Page 22 of Watch Me Burn
If I got my hands on him now…
Elise’s brow furrows as she sniffs. “Do you smell smoke?”
Fuck.
The cell is getting a little hazy. It’s not black smoke, not like when the witch hunter was stalking me and some part of me recognized that he was a danger to me, but there’s no denying that the room we’re in is slowly filling up with hazy, grey smoke—and all because I got furious when I heard about how Peter is still harassing Elise.
Thorn was right. My temper is definitely a trigger.
I can’t stay here, either. And I don’t just mean the cell. Clarity. I have to go.
And if Elise wants to come with me…
“Do you really want to go to Alaska, though? It’s winter. Isn’t it, like, super dark there and really, really cold and snowy? You could probably find a better sanctuary.”
I’m a fire witch. Celeste thinks that Alaska is the only place for me to go, and now that she’s sure I’ll find what I’m looking for there—whether it’s the fire opal or not—I’m going.
But Elise… who knows? Maybe there’s a sanctuary town in California or something.
“I spoke about it with Thorn before I came down here. It makes sense if I go with you. If the point of going to one of the sanctuary towns is to keep you hidden from the witch hunters, the first step should be to go back to hiding the fact that you are a witch, Bridge. I can help with that. If I claim sanctuary because of Peter, I can take you with me. Pretend you’re my human donor. We can both hide out, and no one will be able to chase after us. What do you think?”
What do I think?
I throw my arm around Elise’s shoulder, giving her a sideways hug before resting my head against hers. “I think that, if I have to hide out in Alaska and go searching in caves for some mystical crystal that may or may not get rid of my witchy side, there isn’t anyone I’d rather go through it all with than you.”
CHAPTER 7
ALASKA
Alaska.
I’m moving toAlaska.
Glancing at the travel itinerary on my phone while we wait for the first leg of the trip to begin, I already get a strange pit in my gut when I look at the last stop.
“Dyea?” I pronounce it like ‘die-ee-uh’.
“Dyea,” corrects Elise.
She says it like ‘die-ee’. I guess the ‘a’ is silent, but when she emphasizes the ‘die’ part, the second syllable doesn’t really seem to matter much.
Die. I’m going to a hidden town in Alaska full of vampires, shifters, and who knows what else, and it’s calledDie. If that’s not an omen for how this is going to go, I don’t know what is.
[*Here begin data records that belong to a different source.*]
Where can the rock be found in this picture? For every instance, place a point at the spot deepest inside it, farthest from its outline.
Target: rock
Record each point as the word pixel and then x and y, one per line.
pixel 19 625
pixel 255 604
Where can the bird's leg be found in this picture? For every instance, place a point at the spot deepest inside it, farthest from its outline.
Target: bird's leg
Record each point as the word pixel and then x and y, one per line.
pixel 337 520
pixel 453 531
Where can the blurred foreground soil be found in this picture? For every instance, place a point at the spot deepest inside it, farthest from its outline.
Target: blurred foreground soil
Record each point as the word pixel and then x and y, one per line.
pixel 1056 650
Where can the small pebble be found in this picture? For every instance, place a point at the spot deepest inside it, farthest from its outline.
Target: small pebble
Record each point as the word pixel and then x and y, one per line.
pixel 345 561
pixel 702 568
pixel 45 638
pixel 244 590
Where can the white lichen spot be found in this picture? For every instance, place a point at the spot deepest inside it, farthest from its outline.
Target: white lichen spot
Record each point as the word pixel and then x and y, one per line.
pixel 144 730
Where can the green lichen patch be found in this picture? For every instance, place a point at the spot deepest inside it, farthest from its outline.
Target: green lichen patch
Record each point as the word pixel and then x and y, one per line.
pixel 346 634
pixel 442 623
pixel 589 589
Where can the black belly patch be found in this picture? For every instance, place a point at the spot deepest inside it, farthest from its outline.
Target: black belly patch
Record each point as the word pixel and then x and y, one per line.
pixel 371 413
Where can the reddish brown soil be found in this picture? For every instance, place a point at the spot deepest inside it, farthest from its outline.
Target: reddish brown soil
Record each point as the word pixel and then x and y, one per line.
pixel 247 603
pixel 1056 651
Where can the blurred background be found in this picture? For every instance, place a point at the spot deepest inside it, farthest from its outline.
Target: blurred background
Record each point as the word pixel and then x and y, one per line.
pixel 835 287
I don’t have a choice. Fire witches are rare. Either their magic is too tamped down for them to even know they have any—like me—or they’re hiding out, but Celeste admitted she didn’t know of any currently practicing in the US right now. I get why they would hide out, too. When everyone looks at like you as though you’re going to point at them and they’ll blow up on the spot, it gets old.
Well, not everyone. Elise doesn’t seem to care. Thorn wasn’t worried. And Jasper… I don’t think anything fazes that vampire.
Celeste was nervous, though. I think her tip to find the fire opal was to get rid of the threat that I pose by being an untrained witch with a devastating power. Same thing with shipping me off to Alaska. It’s as far from her East Coast coven as I can get. And, sure, I know she suggested this hidden sanctuary because the cold temperatures would also help me conceal my fiery side until I mined some of the fire opal. Doesn’t change the fact that, as soon as I gave in and agreed to go with Elise, she jumped headfirst into making the arrangements.
Thorn threw all of Clarity’s resources behind us, too. He tried to make it seem like he was rewarding Elise for all of her decades in service to the Cadre, but while she beamed over at him, I know better. Like Celeste, he wanted me as far away from his people as possible.
He would’ve sacrificed Elise to get me to trigger my magic. In a way, he’s doing the same thing. Throwing one of his most loyal vampires at Alaska to get rid of me.
Oh, well. Good riddance to him.
I’m glad she’s coming with me. Now that I know that Peter’s been a bigger headache than I thought, no way could I leave her behind. She’s coming with me where I can keep an eye on her, and barely twenty-four hours after that witch hunter tried to jump me, we have all of our essentials packed up, our luggage checked, as we wait for our flight to Seattle to take off.
That’s the first leg of our journey. From Seattle, we have to take a second flight to Skagway, Alaska. It’s the nearest airport to where the sanctuary is hidden in the old ghost town known as Dyea, and though it had its heyday during the gold rush in the 1890s, it’s vacant enough now to conceal a small village made up of about fifty relocated supernaturals.